Me apena la situación y apoyo a mi madre, aunque entiendo las razones de cada parte. Ella no desarrolló vínculos fuertes porque nadie le tendió la mano cuando lo necesitó, pero se ha encerrado en su burbuja y no ha hecho nada por tener una relación sana con su familia. Se jacta de decir que no le gusta salir, se mete en su casa a ver la novela y hacer croché después de trabajar y que salga el sol por Antequera. Aún así, no creo que merezca el juicio y el trato vejatorio al que la someten su hermano y su cuñada, que tampoco han procurado un acercamiento.

Al hilo de todo esto, he estado comparando las relaciones familiares antes y ahora. La gente mayor nos afea con frecuencia el individualismo y que no sepamos ni los nombres de los vecinos, cuando antes barrios y pueblos eran una gran comunidad y las familias eran clanes fuertes que sostenían a sus miembros.

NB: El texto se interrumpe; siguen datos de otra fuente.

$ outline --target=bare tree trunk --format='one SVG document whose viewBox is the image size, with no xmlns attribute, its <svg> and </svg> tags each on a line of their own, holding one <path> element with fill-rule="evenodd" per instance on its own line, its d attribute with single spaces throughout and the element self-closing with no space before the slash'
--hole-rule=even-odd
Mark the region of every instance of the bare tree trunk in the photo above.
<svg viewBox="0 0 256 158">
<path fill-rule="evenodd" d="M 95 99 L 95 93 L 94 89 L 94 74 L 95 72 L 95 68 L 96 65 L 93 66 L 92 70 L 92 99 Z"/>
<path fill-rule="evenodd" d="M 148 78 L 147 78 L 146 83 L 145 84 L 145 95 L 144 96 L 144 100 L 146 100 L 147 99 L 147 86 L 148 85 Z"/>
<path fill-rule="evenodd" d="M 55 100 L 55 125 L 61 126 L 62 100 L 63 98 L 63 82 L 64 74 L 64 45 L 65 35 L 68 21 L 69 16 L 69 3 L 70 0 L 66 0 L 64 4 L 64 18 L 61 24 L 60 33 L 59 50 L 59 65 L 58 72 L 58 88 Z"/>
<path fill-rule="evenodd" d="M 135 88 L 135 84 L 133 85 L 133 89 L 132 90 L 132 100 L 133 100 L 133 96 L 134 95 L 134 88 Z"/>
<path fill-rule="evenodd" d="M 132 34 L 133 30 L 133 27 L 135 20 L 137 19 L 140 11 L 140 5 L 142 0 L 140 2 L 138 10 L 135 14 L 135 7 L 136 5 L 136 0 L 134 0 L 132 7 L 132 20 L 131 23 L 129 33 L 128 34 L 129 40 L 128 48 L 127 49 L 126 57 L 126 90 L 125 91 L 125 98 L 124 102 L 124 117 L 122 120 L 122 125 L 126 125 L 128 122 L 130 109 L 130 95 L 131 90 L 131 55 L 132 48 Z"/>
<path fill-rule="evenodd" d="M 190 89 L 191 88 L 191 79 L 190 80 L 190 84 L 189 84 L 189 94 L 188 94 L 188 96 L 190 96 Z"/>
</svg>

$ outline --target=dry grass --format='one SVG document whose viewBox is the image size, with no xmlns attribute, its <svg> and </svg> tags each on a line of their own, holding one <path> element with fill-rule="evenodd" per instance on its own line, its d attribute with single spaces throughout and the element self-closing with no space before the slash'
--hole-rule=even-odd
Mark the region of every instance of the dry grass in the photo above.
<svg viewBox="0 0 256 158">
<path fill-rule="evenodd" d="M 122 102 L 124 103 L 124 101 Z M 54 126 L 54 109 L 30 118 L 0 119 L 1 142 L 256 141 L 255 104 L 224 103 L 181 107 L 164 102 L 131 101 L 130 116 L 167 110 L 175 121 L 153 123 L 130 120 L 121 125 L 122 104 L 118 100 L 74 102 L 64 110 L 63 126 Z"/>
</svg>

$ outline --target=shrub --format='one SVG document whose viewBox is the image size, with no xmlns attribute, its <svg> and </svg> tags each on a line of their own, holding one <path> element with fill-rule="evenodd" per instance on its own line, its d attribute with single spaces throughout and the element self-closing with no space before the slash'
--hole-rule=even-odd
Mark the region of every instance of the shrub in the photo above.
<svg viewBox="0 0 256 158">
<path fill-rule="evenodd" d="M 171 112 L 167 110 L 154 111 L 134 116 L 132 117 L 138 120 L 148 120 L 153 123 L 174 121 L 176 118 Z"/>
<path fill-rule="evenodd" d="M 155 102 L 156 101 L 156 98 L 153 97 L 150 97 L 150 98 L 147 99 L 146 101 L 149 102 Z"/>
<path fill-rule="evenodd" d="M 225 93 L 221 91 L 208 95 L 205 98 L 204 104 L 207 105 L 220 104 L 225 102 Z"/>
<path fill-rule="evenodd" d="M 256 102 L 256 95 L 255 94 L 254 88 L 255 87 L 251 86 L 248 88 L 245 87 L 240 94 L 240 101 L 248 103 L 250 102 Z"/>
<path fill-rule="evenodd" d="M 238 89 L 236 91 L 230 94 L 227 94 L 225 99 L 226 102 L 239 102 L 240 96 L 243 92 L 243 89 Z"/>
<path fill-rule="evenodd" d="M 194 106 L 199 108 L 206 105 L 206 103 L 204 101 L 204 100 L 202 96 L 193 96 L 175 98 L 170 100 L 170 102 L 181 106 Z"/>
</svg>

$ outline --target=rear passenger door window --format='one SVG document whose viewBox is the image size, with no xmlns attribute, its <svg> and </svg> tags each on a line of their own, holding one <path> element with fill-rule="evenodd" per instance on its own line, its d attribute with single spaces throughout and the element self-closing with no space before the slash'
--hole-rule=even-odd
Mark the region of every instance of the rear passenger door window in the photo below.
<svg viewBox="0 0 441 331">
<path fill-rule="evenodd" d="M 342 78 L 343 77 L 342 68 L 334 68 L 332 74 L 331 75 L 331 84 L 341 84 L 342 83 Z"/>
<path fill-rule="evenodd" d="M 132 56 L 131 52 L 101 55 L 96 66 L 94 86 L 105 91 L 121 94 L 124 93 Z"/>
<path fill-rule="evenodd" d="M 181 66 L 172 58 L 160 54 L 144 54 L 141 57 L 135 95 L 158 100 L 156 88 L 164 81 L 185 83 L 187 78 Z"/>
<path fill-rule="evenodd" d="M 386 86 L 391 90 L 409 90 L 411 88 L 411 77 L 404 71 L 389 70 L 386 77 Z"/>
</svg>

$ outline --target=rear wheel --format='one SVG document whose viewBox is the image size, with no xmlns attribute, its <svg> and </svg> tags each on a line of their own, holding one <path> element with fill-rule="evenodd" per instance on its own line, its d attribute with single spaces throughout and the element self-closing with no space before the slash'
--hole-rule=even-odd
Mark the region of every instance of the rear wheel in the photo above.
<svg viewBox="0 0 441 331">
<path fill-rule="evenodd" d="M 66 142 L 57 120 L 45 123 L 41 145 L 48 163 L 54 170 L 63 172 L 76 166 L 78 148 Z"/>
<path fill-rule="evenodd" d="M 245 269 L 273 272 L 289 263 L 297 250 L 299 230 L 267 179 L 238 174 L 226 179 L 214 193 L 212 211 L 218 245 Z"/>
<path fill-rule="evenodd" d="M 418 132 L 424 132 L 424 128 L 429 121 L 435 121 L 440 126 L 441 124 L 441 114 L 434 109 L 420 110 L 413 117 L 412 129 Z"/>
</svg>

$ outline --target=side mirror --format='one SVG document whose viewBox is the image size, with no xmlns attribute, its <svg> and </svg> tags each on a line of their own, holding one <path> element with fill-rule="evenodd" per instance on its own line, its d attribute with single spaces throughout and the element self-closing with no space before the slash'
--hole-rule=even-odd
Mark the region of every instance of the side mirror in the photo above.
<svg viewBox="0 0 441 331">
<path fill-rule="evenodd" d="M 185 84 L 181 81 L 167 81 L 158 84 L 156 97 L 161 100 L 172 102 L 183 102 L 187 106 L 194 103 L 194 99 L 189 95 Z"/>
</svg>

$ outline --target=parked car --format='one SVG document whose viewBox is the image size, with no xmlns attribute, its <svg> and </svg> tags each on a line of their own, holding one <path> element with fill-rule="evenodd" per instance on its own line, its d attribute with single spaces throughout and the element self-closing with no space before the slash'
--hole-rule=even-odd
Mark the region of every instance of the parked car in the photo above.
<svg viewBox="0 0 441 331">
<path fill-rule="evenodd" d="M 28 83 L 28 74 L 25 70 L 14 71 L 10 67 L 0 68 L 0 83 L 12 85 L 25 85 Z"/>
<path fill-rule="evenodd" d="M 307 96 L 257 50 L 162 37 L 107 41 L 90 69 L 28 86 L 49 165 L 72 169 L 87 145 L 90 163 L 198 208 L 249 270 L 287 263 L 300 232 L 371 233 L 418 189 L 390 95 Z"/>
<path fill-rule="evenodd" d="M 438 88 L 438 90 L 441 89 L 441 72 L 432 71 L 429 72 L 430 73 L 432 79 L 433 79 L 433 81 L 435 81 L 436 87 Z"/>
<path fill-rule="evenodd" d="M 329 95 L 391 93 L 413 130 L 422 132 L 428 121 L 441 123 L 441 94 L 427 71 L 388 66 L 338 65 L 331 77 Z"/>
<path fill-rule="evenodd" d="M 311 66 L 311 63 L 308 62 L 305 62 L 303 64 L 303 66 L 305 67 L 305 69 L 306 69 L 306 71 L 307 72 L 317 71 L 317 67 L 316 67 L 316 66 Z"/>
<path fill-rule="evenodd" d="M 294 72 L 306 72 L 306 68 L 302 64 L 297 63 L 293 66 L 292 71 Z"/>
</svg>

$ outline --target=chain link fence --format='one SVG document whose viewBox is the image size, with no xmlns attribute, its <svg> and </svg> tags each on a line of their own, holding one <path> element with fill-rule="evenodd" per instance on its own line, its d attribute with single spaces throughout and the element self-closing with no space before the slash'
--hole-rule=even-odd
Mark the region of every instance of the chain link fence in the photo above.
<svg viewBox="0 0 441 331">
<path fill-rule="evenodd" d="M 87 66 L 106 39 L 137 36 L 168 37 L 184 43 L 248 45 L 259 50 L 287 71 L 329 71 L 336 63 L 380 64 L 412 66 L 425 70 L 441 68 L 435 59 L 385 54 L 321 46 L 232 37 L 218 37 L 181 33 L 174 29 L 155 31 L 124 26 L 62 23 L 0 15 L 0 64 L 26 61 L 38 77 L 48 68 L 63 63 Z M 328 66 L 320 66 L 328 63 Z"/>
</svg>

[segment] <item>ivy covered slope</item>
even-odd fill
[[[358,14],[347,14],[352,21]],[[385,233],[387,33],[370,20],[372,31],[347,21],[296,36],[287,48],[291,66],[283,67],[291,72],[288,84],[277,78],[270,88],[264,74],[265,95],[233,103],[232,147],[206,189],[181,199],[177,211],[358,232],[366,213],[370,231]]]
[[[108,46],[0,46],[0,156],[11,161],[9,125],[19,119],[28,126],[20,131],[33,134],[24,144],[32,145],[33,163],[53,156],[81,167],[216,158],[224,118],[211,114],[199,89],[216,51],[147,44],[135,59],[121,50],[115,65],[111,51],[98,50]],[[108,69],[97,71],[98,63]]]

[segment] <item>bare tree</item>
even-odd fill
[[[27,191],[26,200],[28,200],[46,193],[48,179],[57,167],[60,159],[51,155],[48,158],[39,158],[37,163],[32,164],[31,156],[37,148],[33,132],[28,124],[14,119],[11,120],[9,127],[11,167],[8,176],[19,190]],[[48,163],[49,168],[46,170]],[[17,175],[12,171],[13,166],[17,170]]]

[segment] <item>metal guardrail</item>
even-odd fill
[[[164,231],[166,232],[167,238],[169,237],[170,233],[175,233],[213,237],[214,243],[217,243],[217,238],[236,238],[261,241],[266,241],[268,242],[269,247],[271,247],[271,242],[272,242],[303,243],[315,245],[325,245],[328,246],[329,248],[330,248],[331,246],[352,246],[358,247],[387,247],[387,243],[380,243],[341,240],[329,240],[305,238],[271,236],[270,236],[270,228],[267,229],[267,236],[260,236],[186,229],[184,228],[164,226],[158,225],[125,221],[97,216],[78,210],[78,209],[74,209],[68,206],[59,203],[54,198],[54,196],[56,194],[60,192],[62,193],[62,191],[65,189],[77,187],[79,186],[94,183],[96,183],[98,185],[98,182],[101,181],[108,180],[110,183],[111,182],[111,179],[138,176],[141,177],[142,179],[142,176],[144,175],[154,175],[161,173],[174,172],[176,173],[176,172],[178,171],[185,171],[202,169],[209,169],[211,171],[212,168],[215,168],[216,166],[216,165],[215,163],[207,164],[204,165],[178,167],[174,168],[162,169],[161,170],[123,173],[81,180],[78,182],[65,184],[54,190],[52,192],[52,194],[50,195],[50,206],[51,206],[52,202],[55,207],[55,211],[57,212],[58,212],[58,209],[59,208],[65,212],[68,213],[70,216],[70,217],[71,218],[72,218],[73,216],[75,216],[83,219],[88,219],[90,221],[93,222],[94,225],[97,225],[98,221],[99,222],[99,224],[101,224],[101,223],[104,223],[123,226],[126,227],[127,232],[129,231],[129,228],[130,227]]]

No sé si eso se corresponde de verdad con la realidad de entonces, pero sí creo que hijos y nietos hemos ganado algo: la capacidad de ser asertivos, de poner límites y de enfrentar y gestionar situaciones difíciles para evitar que se enquisten y vayan a más. Si tiene arreglo, las cosas se hablan con sosiego. Si no, se termina la relación y cada cual que haga su vida, sin venganzas y sin meter a gente en medio de guerra alguna. No me parece que esta forma de relacionarnos sea peor que la de antes.

Reflexiones aparte, no sé qué pasará finalmente con mi abuela. Pero empiezo a aceptar que, probablemente, no tenga la despedida que me gustaría.